Texto bíblico Jesús, respondiendo, les dijo: Os haré yo también una pregunta; respondedme, y os diré con qué autoridad hago estas cosas. (Marcos 11:29, RVR1960)
Oración inicial Señor, abre mi mente y mi corazón para entender tu Palabra. Enséñame a escuchar tu verdad con humildad y a responder con obediencia.

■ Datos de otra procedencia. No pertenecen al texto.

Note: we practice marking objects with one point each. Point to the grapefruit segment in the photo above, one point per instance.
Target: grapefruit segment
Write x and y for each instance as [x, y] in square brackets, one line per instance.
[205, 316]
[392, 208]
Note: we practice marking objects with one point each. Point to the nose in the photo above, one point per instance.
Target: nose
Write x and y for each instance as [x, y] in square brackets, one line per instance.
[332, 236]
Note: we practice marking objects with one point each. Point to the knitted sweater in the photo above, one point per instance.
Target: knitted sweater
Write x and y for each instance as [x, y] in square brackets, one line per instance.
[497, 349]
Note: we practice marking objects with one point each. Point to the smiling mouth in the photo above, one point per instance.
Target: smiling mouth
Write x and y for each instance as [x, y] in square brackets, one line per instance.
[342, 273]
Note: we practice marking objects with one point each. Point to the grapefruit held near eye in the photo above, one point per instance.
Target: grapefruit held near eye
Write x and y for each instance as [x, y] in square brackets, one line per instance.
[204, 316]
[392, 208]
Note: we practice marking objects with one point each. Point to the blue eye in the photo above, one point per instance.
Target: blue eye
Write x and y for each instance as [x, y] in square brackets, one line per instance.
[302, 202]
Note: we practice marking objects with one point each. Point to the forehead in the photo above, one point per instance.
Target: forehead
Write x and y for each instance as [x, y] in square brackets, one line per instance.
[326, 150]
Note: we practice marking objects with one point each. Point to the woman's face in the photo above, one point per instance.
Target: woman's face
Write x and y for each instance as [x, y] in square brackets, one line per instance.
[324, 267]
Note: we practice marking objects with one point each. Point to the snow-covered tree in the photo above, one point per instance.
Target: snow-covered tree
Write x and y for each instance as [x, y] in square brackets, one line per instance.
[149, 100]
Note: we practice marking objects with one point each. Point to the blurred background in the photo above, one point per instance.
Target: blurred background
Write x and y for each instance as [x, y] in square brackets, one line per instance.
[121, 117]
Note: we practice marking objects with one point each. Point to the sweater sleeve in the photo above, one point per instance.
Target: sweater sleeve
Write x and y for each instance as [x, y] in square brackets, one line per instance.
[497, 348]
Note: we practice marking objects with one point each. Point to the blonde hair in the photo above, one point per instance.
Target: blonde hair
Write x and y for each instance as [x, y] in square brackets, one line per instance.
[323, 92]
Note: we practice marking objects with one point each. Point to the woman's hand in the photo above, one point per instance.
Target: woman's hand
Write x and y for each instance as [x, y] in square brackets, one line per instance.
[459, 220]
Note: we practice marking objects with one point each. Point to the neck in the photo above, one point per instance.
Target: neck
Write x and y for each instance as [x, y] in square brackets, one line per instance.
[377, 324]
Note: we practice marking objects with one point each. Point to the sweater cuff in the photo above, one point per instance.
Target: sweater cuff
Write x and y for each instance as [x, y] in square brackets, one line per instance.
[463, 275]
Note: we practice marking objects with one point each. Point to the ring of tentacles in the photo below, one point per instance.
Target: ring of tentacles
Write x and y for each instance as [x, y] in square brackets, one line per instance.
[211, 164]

Amén.
Meditación y enseñanza de Jesús En Marcos 11:29, los líderes religiosos cuestionan a Jesús después de que Él entra como Rey y limpia el templo, pero no buscan aprender sino ponerlo a prueba; por eso Jesús responde con otra pregunta para mostrar lo que hay en sus corazones: no es que evite responder, sino que enseña que Dios no solo mira lo que preguntas, sino con qué actitud lo haces; a lo largo de la Biblia, Jesús usa preguntas para confrontar y mostrar que Él tiene autoridad y conoce el corazón, y que solo los que son humildes reciben respuesta, mientras que los orgullosos la rechazan; por eso, esto me reta a ser sincero con Dios, no discutir con Él, sino estar dispuesto a obedecer y cambiar, recordando que el problema no es la pregunta… sino la intención con la que la hago.
Pregunta para reflexionar ¿Mis preguntas a Dios nacen del deseo de aprender o de cuestionar sin querer cambiar?
Aplicación personal Hoy decido revisar mis preguntas: no quiero cuestionar a Dios solo por orgullo o para tener la razón, sino preguntar con un corazón sincero y dispuesto a obedecer lo que Él me muestre (Jeremías 29:13); si Dios me confronta, no voy a esquivar su respuesta, sino aceptarla y cambiar (Santiago 1:22).